PHILADELPHIA -- Visitors to national parks can expect to pay more, walk more and have a harder time finding lodging.
Laying out an ambitious plan for the parks system, Interior Secretary Bruce Babbitt pledged yesterday that no new hotels and no new roads will be built in the parks as long as he leads the Interior Department.
The trade-off, Mr. Babbitt said, is that visitors will better enjoy the nature and history the parks were created to preserve.
He also said that entry fees should be raised, particularly at large Western parks, which often are destinations for vacationers.
Mr. Babbitt also stressed that the parks need to raise more money from the private sector, especially for help in improving employee housing. He said the National Park Service needs to gain control over its fee-collection system so that more money can be spent on the park where the entry fee is paid.
Kicking off the first National Park Week, Mr. Babbitt spoke in front of Independence Hall in the middle of a park that demonstrates both the promise and the problems of the national parks system.
Independence National Historical Park in downtown Philadelphia, which features Independence Hall, where the Constitution was drafted, and the Liberty Bell, received 3.2 million visitors last year, making it the 18th-most-popular park out of the 367 in the system.
Yet for all the traffic and attention, said Dennis Reidenbach, assistant superintendent of the park, this "is the first year in recent memory in which all the buildings will be open for the balance of the year. We have always had to close buildings because of the budget."
Park-service facilities are in notoriously bad shape. The Interior Department's Inspector General's Office estimates there is a $5 billion backlog of maintenance projects.
Mr. Babbitt said rangers' pay is poor and their housing dreadful. More than half of employee housing in national parks is considered substandard by the General Accounting Office.

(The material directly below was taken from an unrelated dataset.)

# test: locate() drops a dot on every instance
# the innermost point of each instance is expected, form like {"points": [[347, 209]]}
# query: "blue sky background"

One ranger at the Channel Islands National Park, off southern California, lives in a converted shipping container.
In Arizona, the most dramatic changes may be at Grand Canyon National Park, which was the 10th-most-visited park in the national system last year, with 4.6 million visitors.
Park planners are considering taking all private cars off the roads inside the park and forcing all visitors onto buses or a tram system.